Maine will need to move roughly 23,000 people into the swing 2nd Congressional District from the reliably liberal 1st District after much of northern and western Maine lost population over the past decade.
The release of new data from the U.S. Census Bureau on Thursday started a 45-day window for the state’s independent redistricting commission to finish new maps for the two congressional districts along with Maine’s 186 legislative districts. The panel has until late September to form a plan after the state’s high court extended its deadline due to pandemic census delays.
Maine’s overall population still grew by 2.6 percent over the past decade, driven by strong gains in Cumberland and York counties, according to U.S. Census data released Thursday that is the basis for this year’s redistricting.
But the diverging trends in different parts of the state still reflect the phenomenon of the so-called “two Maines,” with southern and coastal parts of the state growing while typically lower-income inland towns lose population. The redrawing of districts is likely to make the 2nd District marginally more Democratic. Many legislative districts will see substantial changes after redistricting, which will shift the state’s political conversation.
Maine’s two congressional districts had virtually identical populations following redistricting after the 2010 Census at just over 664,000 each. But they diverged sharply over the past decade, with the 1st District growing to roughly 704,000 residents with 658,000 in the 2nd District, the Census found.
That means the apportionment process will require shifting, on net, about 23,000 people from the 1st District to the 2nd District. There is no legal requirement that new districts resemble old districts, but lawmakers are unlikely to make dramatic changes. The most likely outcome involves swapping parts of Kennebec County, the only one split between districts.
Possible candidates to switch include Waterville, population 15,828, and Winslow, population 7,948, which were both in the 2nd District prior to redistricting after 2010. But there are many other ways the commission could go while keeping boundaries contiguous, including moving Augusta suburbs including Winthrop, Readfield, Manchester, Farmingdale, Hallowell and Pittston to the 2nd District, or moving some one way and others another.
The changes seem likely to make the 2nd District at least marginally more friendly for Rep. Jared Golden, a Democrat who is a top target for national Republicans in the conservative-leaning district. Three Republicans, including former Rep. Bruce Poliquin, who lost to Golden in 2018, are currently running to unseat him.
Six Kennebec County towns in the 1st District went for former President Donald Trump in last year’s election, but moving all of them over would create contiguity problems. Several more liberal towns are better located to switch, though there will be many options for the commission to consider.
The commission must also draw new state legislative boundaries.

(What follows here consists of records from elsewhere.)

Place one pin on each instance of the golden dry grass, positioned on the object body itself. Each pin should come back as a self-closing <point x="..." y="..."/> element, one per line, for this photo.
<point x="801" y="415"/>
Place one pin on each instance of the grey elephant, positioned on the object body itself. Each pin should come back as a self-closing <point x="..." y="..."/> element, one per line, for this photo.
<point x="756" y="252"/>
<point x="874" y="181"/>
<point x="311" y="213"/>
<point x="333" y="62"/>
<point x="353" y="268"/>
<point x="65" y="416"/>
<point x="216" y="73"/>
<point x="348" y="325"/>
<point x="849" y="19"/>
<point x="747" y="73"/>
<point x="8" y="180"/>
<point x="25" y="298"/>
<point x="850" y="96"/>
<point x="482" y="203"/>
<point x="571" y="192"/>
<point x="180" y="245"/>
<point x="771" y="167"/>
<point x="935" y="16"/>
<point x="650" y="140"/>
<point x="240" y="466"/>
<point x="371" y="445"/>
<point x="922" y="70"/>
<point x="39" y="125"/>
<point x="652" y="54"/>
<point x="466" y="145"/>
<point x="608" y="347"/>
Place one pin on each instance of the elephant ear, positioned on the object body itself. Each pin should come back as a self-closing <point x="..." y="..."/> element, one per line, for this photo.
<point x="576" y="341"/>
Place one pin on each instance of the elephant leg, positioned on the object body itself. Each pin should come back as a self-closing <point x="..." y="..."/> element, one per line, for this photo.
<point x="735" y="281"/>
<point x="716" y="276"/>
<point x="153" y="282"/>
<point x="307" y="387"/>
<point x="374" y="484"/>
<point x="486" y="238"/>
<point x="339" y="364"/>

Maine’s 35 Senate districts should all end up with a population just shy of 39,000. Getting every district close to that total will require changes with currently drawn districts in Aroostook and Washington counties at less than 35,000 and several districts in Cumberland County with more than 40,000.
Senate District 30, which covers Gorham and parts of Scarborough and Buxton and is currently represented by Sen. Stacy Brenner, D-Scarborough, is now the most populous at 44,712. District 1, represented by Senate President Troy Jackson, D-Allagash, and covers the western half of Aroostook County, has only 33,861 people.
Maine’s 151 State House districts must get close to an average of just over 9,000. As districts are currently drawn, populations range from 7,801 in District 122, which covers Old Town and Indian Island, to 11,587 in District 28, which covers part of Scarborough.
The House districts with the largest populations are in Cumberland and York counties, while the smaller districts are scattered across Somerset, Penobscot, Piscataquis and Aroostook counties. That suggests districts may need to be created in southern Maine, while districts in northern and western parts of the state will be condensed.
There are practically infinite ways the legislative districts could be redrawn. Lawmakers typically aim to avoid drawing districts in a way that would force incumbents to run against one another whenever possible. Maine law requires districts to be contiguous, compact and divide as few municipal boundaries as possible.
Maine’s redistricting process, with maps requiring a two-thirds approval in the Legislature, makes it difficult for legislators to push extreme maps that heavily favor one party over the other, as sometimes seen in other states. If lawmakers cannot make a deal, Maine’s high court will draw the new boundaries.
Fair maps should aim to maximize the number of competitive seats and be responsive to swings in the electorate, so that if either party has an especially good election, they pick up many seats, said Adam Podowitz-Thomas, a legal advisor at the Princeton Gerrymandering Project, which conducts analyses of maps to try to eliminate partisan gerrymandering.
“We’re not as focused on the way the lines look and much more interested in the data behind the lines,” he said.
Correction: An earlier version of this report misidentified the hometown for state Sen. Stacy Brenner.